I have the dataset that consists of the following columns: Company Name, ISIN, Profit2008, Profit2009, Profit2010, Profitf2008, Profitf2009, Profitf2010, Sales2008, Sales2008, Sales2009, Sales2010, Salesf2008, Salesf2009, Salesf2010.
CName ISIN Profit2008 Profit2009 Profit2010 Profitf2008 Profitf2009 Profitf2010 Sales2008 Sales2009 Sales2010 Salesf2008 Salesf2009 Salesf2010
Name1 123 34500 4000 4043 92407 127138 150449 202926 2000 34500 34500 34500 34500
Name2 456 50000 2000 1000 33588 34116 33105 33265 44545 4000 4000 4000 4000
Basically, the dataset is for the period of 2008-2010 calendar years and 2008-2010 fiscal years. Is there a way to make it look like this: Company Name, ISIN, Year, Profit, Sales
The way I want it to look like is this:
CName ISIN Year Profit Sales
Name1 123 2008 34500 202926
Name1 123 2009 4000 2000
Name1 123 2010 4043 34500
Name1 123 f2008 92407 34500
Name1 123 f2009 127138 34500
Name1 123 f2010 150449 34500
Name2 456 2008
Name2 456 2009
Name2 456 2010
Name2 456 f2008
Name2 456 f2009
Name2 456 f2010(etc)
Any help is appreciated.

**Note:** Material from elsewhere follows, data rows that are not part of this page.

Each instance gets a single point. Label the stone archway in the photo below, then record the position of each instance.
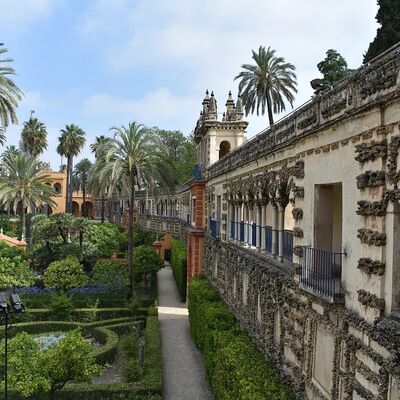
(224, 148)
(75, 209)
(87, 209)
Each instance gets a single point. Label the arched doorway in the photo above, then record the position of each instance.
(75, 209)
(224, 148)
(87, 209)
(57, 188)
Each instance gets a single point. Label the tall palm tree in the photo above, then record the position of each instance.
(99, 187)
(133, 160)
(81, 180)
(34, 137)
(23, 186)
(266, 84)
(71, 141)
(10, 94)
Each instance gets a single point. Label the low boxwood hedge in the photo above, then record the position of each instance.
(152, 365)
(235, 368)
(178, 264)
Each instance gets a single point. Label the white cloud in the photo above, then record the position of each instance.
(16, 14)
(199, 45)
(159, 105)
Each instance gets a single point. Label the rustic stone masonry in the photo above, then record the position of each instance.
(324, 184)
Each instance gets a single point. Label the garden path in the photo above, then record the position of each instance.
(183, 363)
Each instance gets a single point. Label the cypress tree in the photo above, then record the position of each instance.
(388, 33)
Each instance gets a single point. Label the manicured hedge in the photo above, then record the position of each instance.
(81, 314)
(235, 368)
(152, 366)
(178, 264)
(109, 340)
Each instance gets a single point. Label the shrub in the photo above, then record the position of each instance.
(61, 307)
(178, 264)
(146, 261)
(34, 371)
(65, 274)
(14, 272)
(110, 274)
(11, 251)
(106, 237)
(143, 238)
(152, 366)
(129, 345)
(235, 368)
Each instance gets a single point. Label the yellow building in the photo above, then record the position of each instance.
(59, 183)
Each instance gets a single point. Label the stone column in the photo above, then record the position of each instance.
(259, 223)
(246, 222)
(281, 227)
(274, 227)
(263, 224)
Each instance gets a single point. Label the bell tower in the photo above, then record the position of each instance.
(216, 138)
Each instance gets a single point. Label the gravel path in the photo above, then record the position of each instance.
(183, 363)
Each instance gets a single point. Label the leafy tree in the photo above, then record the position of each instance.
(24, 186)
(265, 84)
(146, 261)
(34, 137)
(180, 153)
(81, 180)
(71, 141)
(110, 274)
(333, 67)
(133, 160)
(65, 274)
(33, 370)
(107, 238)
(10, 94)
(14, 272)
(388, 34)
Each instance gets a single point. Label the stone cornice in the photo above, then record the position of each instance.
(367, 88)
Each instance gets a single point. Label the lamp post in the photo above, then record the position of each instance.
(13, 305)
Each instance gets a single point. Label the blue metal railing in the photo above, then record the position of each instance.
(241, 226)
(215, 228)
(268, 239)
(321, 272)
(197, 172)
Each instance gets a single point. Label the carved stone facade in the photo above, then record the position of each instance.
(301, 230)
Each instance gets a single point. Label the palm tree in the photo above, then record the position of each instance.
(10, 94)
(34, 137)
(71, 141)
(99, 187)
(81, 180)
(134, 159)
(23, 186)
(266, 84)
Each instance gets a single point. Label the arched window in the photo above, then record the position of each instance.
(57, 188)
(224, 148)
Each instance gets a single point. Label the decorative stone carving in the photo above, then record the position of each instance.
(371, 237)
(371, 300)
(298, 232)
(394, 145)
(298, 251)
(371, 151)
(371, 266)
(377, 208)
(298, 192)
(370, 179)
(297, 213)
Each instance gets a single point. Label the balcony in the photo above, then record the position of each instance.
(215, 229)
(321, 274)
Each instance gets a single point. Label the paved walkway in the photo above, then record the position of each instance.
(183, 363)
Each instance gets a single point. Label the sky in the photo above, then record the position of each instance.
(105, 63)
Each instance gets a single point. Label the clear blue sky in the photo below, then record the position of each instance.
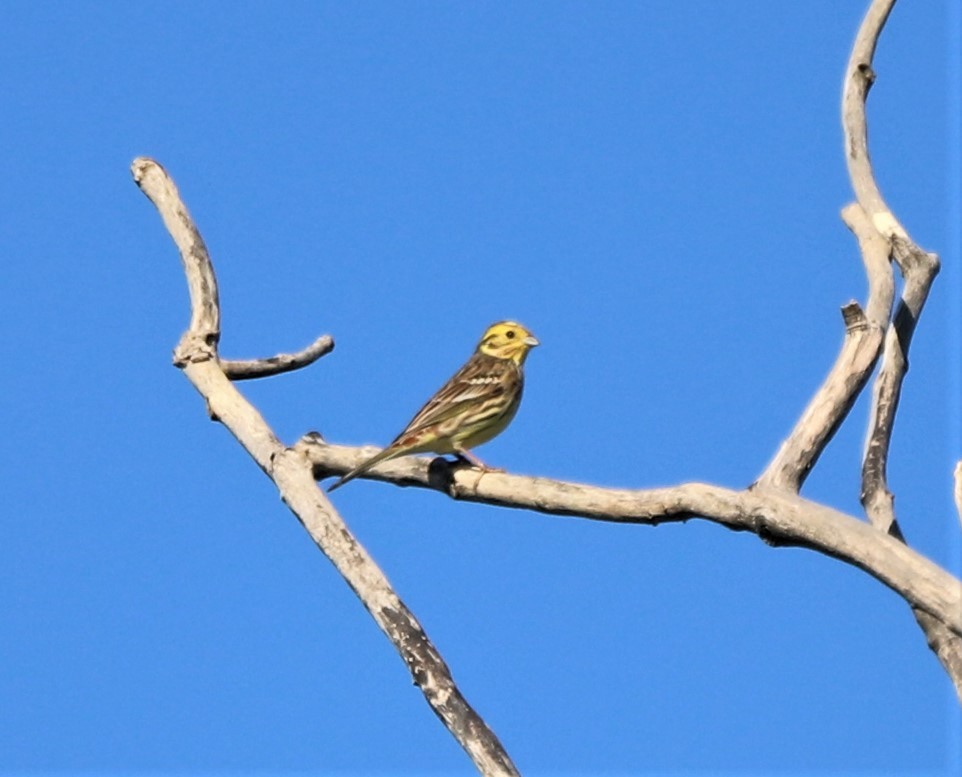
(653, 188)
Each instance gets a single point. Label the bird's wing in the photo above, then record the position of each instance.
(482, 379)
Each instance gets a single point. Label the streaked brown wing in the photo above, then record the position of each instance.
(482, 379)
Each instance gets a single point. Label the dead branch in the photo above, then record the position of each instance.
(197, 355)
(275, 365)
(778, 517)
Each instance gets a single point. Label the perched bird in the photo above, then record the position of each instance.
(474, 406)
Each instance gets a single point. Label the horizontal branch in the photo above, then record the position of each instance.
(778, 517)
(248, 369)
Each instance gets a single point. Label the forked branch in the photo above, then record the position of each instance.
(197, 355)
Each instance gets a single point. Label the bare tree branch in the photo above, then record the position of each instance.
(275, 365)
(197, 355)
(918, 270)
(829, 407)
(778, 517)
(859, 78)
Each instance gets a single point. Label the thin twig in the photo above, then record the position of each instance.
(829, 406)
(918, 269)
(248, 369)
(292, 475)
(776, 516)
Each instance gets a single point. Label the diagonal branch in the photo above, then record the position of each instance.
(859, 78)
(918, 270)
(778, 517)
(829, 407)
(196, 354)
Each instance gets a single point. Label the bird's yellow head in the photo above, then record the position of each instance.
(507, 340)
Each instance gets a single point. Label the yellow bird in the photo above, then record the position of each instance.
(474, 406)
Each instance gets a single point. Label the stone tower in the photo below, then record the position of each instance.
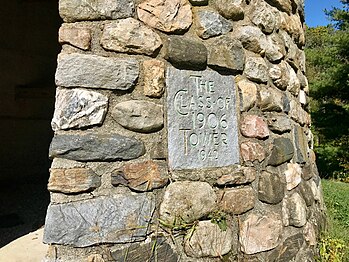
(182, 133)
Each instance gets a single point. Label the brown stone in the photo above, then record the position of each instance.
(238, 201)
(143, 176)
(130, 36)
(251, 151)
(241, 176)
(166, 15)
(254, 126)
(75, 35)
(74, 180)
(154, 78)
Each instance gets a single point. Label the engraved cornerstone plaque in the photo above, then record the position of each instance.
(201, 119)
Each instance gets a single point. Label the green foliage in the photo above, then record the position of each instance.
(328, 73)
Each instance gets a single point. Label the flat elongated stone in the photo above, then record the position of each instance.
(166, 15)
(78, 10)
(212, 24)
(95, 147)
(260, 233)
(186, 202)
(139, 115)
(201, 119)
(76, 108)
(91, 71)
(143, 176)
(72, 180)
(130, 36)
(118, 219)
(208, 240)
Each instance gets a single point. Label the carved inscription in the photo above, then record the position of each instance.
(202, 129)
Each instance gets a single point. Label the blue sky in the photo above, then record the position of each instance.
(314, 11)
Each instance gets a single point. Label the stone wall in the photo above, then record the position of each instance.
(182, 133)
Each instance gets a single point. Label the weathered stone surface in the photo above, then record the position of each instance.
(226, 53)
(143, 176)
(238, 200)
(270, 188)
(293, 175)
(251, 151)
(212, 24)
(167, 16)
(260, 233)
(75, 35)
(252, 38)
(91, 71)
(76, 108)
(186, 53)
(156, 250)
(95, 147)
(271, 99)
(279, 124)
(154, 77)
(139, 115)
(230, 9)
(118, 219)
(187, 201)
(256, 69)
(254, 126)
(248, 94)
(130, 36)
(74, 180)
(241, 176)
(78, 10)
(288, 249)
(301, 145)
(283, 5)
(282, 151)
(266, 18)
(295, 210)
(200, 113)
(208, 240)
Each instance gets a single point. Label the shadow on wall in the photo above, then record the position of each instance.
(28, 51)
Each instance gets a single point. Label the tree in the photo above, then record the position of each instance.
(328, 73)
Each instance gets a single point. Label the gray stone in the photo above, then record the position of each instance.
(95, 147)
(72, 180)
(118, 219)
(76, 108)
(270, 188)
(295, 210)
(201, 115)
(156, 250)
(141, 176)
(208, 240)
(186, 202)
(238, 200)
(301, 145)
(242, 175)
(186, 53)
(139, 115)
(91, 71)
(256, 69)
(279, 124)
(167, 15)
(230, 9)
(226, 53)
(78, 10)
(282, 151)
(260, 233)
(252, 38)
(130, 36)
(212, 24)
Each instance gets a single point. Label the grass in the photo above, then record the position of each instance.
(335, 242)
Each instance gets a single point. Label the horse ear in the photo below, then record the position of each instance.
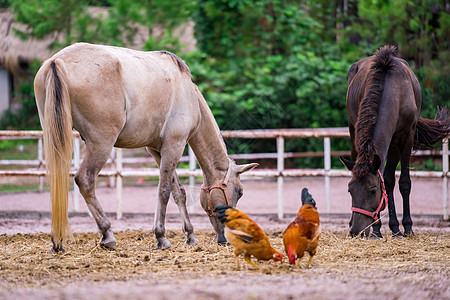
(244, 168)
(376, 163)
(347, 163)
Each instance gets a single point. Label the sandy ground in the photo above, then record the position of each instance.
(357, 278)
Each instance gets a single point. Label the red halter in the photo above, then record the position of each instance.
(222, 186)
(384, 199)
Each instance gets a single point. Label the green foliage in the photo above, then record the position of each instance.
(27, 116)
(267, 67)
(264, 63)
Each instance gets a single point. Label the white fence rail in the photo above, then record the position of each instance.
(119, 171)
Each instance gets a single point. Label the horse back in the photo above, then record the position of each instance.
(401, 95)
(130, 97)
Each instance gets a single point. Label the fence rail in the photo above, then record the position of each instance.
(119, 171)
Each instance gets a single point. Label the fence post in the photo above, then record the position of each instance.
(445, 178)
(327, 159)
(280, 168)
(76, 164)
(119, 183)
(41, 163)
(192, 167)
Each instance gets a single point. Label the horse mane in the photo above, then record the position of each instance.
(178, 61)
(382, 62)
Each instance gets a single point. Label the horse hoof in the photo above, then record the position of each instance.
(221, 240)
(163, 243)
(55, 250)
(191, 241)
(409, 233)
(108, 241)
(397, 234)
(375, 236)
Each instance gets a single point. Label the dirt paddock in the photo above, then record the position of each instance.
(416, 267)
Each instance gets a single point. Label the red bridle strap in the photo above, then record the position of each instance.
(384, 200)
(222, 186)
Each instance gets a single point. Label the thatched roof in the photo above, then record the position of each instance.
(14, 51)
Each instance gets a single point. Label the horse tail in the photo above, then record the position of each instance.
(383, 61)
(58, 139)
(430, 132)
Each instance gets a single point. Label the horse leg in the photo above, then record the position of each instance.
(179, 195)
(389, 181)
(95, 158)
(168, 163)
(404, 185)
(354, 153)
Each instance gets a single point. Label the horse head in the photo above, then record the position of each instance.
(226, 191)
(368, 196)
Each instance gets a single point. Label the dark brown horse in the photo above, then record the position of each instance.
(383, 106)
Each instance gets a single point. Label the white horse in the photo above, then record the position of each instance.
(117, 97)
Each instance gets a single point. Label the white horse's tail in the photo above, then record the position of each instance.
(58, 139)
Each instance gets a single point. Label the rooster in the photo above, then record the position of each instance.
(246, 236)
(304, 232)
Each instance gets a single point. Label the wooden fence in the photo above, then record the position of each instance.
(119, 171)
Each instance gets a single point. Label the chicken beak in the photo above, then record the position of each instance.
(291, 256)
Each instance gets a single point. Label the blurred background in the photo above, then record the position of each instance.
(260, 64)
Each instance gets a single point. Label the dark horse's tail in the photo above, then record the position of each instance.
(429, 132)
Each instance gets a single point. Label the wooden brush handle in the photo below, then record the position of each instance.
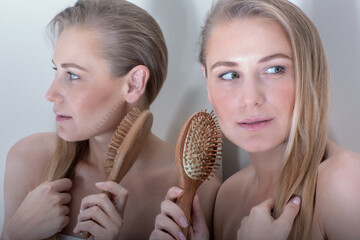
(86, 235)
(185, 201)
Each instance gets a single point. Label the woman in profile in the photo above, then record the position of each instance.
(268, 80)
(109, 57)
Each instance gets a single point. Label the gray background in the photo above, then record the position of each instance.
(26, 70)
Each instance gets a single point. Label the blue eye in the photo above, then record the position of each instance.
(73, 76)
(275, 70)
(229, 75)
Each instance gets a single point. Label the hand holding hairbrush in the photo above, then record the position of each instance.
(125, 146)
(198, 149)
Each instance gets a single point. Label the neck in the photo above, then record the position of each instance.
(268, 166)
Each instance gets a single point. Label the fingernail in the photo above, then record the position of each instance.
(178, 190)
(99, 184)
(183, 222)
(181, 236)
(296, 201)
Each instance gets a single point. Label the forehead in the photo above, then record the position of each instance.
(247, 36)
(76, 41)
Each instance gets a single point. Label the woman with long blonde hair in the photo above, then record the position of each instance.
(268, 80)
(109, 56)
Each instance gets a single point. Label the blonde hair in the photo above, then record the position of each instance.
(308, 134)
(128, 36)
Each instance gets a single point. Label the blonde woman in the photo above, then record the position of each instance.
(268, 80)
(109, 57)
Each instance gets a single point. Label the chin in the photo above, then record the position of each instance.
(70, 137)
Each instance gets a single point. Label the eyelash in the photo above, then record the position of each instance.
(234, 75)
(281, 68)
(71, 76)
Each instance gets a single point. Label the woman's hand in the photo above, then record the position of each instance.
(261, 225)
(43, 212)
(99, 215)
(170, 222)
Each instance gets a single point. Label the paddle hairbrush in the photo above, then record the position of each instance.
(198, 150)
(125, 146)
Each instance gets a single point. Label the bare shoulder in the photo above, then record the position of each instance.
(234, 184)
(25, 164)
(338, 192)
(29, 155)
(229, 195)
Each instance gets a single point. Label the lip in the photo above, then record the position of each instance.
(254, 124)
(61, 118)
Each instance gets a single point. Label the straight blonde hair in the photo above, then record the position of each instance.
(308, 134)
(128, 36)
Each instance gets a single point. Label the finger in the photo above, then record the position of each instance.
(97, 215)
(168, 226)
(267, 204)
(174, 193)
(172, 210)
(160, 235)
(65, 198)
(102, 202)
(89, 226)
(119, 193)
(61, 185)
(197, 216)
(291, 210)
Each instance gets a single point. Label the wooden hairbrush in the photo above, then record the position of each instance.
(125, 146)
(198, 150)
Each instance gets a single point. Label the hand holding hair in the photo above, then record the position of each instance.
(261, 225)
(170, 222)
(45, 206)
(99, 215)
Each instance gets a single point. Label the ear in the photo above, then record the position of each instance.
(137, 80)
(203, 69)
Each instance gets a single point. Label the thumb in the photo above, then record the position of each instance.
(291, 210)
(197, 215)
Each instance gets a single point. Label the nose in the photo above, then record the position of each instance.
(53, 93)
(251, 93)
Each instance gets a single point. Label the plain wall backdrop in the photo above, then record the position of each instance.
(26, 70)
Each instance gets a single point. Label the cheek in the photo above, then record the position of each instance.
(286, 99)
(97, 102)
(223, 103)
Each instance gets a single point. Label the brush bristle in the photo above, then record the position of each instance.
(203, 146)
(119, 136)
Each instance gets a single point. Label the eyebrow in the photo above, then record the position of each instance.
(223, 63)
(234, 64)
(277, 55)
(71, 65)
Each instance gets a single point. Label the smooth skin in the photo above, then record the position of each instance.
(89, 103)
(251, 85)
(264, 89)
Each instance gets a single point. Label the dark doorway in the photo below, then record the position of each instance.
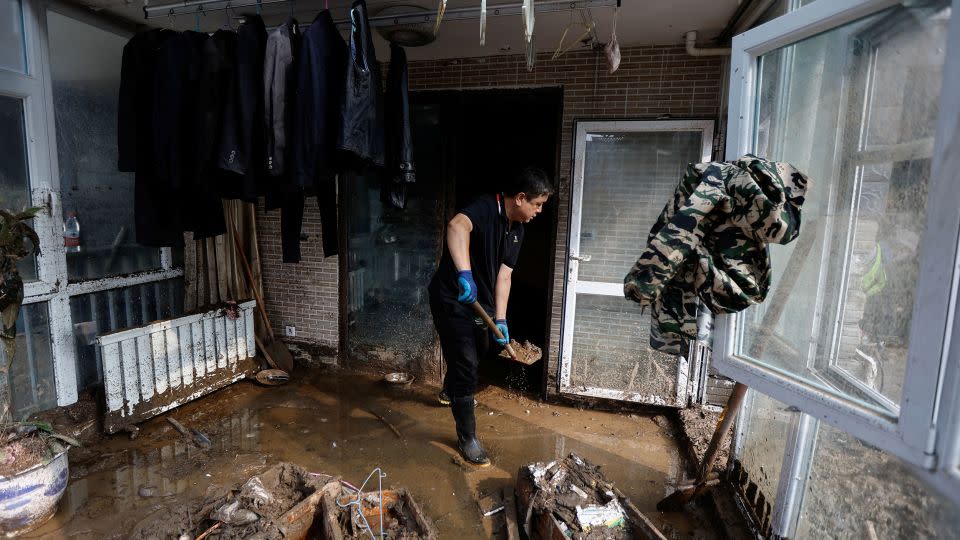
(465, 143)
(490, 135)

Thank you!
Using dplyr:
library(dplyr)
library(tidyr)
df = df %>%
pivot_longer(cols = -c(1,2),
names_to = c('type', 'year'),
names_pattern = "([A-Za-z]+)(\\d+)",
values_to = 'amount') %>%
pivot_wider(names_from = 'type', values_from = 'amount')
Produces the following output:
df
# A tibble: 6 x 7
CName ISIN year Profit Profitf Sales Salesf
<fct> <int> <chr> <int> <int> <int> <int>
1 Name1 123 2008 34500 92407 202926 34500
2 Name1 123 2009 4000 127138 2000 34500
3 Name1 123 2010 4043 150449 34500 34500
4 Name2 456 2008 50000 33588 33265 4000
5 Name2 456 2009 2000 34116 44545 4000
6 Name2 456 2010 1000 33105 4000 4000
Explanation of code:
pivot_longer
is used to well transform the data from wide to long. Except the first and second column, all other column names are converted into row names under the column type
and the respective values are put under column amount
. The values under the column type
are then splitted using names_pattern
argument to extract the year and placed under the year column. As an output you get the following:# A tibble: 24 x 5
CName ISIN type year amount
<fct> <int> <chr> <chr> <int>
1 Name1 123 Profit 2008 34500
2 Name1 123 Profit 2009 4000
3 Name1 123 Profit 2010 4043
4 Name1 123 Profitf 2008 92407
5 Name1 123 Profitf 2009 127138
6 Name1 123 Profitf 2010 150449
7 Name1 123 Sales 2008 202926
8 Name1 123 Sales 2009 2000
9 Name1 123 Sales 2010 34500
10 Name1 123 Salesf 2008 34500
# ... with 14 more rows
pivot_wider
to make the dataframe wide again based on the values in column type
. So each distinct value in type
becomes a separate column and the respective amount
values are taken from amount
column. And this gives the final required output.